Wade Ellis, Jr. has worked on ways to effectively use technology in learning and teaching mathematics since 1972. He has taught at West Valley College for the last 31 years. He has also taught at Collinwood High School in Cleveland, Ohio, The Ohio State University, the University of California at Santa Barbara, and the United States Military Academy. He has presented numerous talks and staff development workshops on the use of graphing calculators and computer algebra software in learning and teaching secondary school mathematics. Wade has also taught in The Ohio State University Young Scholars Program for disadvantaged high school students. He has been a coauthor in the development of successful innovative curriculum materials in algebra (Algebra 2 in the HRW Math Program), precalculus (PreCalculus and Trigonometry Using the TI Graphing Calculator), calculus (Calculus: Mathematics and Modeling), and differential equations (ODE Architect, a prize-winning multimedia package for use in modeling with differential equations).

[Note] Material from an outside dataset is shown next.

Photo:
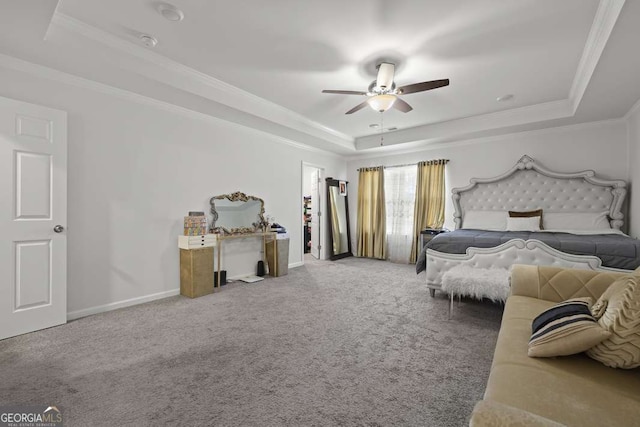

He is a former Second Vice-President of the MAA, the recipient of the AMATYC Excellence in Mathematics Award, the Outstanding Civilian Service Medal of the United States Army, and the MAA Northern California Distinguished College or University Teaching Award. He has been a member of the National Research Council's Committee on Science Education K-12 and the Mathematical Sciences Education Board. He is a founding member of the Pathways through Algebra organization that has received over $500,000 in grants to improve the performance of community college students in beginning algebra. He is currently a member of the West Valley-Mission Community College District Board of Trustees.

Susan Obler, Ph.D.

Susan Obler holds a BA and MA in English from California State University-Fullerton and a Ph.D. in Higher Education from the University of Texas at Austin. Her dissertation focused on writing across the curriculum in selected California community colleges. She was on the faculty at Rio Hondo from 1969 to 2001 where she taught composition and literature for the first ten years, and directed the Exploratory College, a learning community of students and faculty in the mid 1970's. Besides coordinating direct-writing assessment for the Communications Division she was a co-founder and state-wide president of LARC, the Learning, Assessment, and Retention Consortium, which grew to over 60 colleges. In 1987, she began work with Rio Hondo's first of three Title III projects, which included a consortium on faculty development and Classroom Assessment with Mount San Antonio, Santa Ana, and Cerritos colleges and the launching of the Teaching-Learning Center with a computer lab for student demos and faculty training.

Her work with alternate systems and leadership development included a teaching exchange at Dawson College, Montreal and co-hosting a multi-year exchange experience of women college leaders. British educators job shadowed their counterparts in California and in turn hosted the California leaders.

As Director of Grant Development, she wrote and managed the successful Title V grant for Hispanic-Serving Institutions. From Chicago, she now consultants with colleges and universities around the country on developing and funding major innovative practices, grant development, and project evaluation.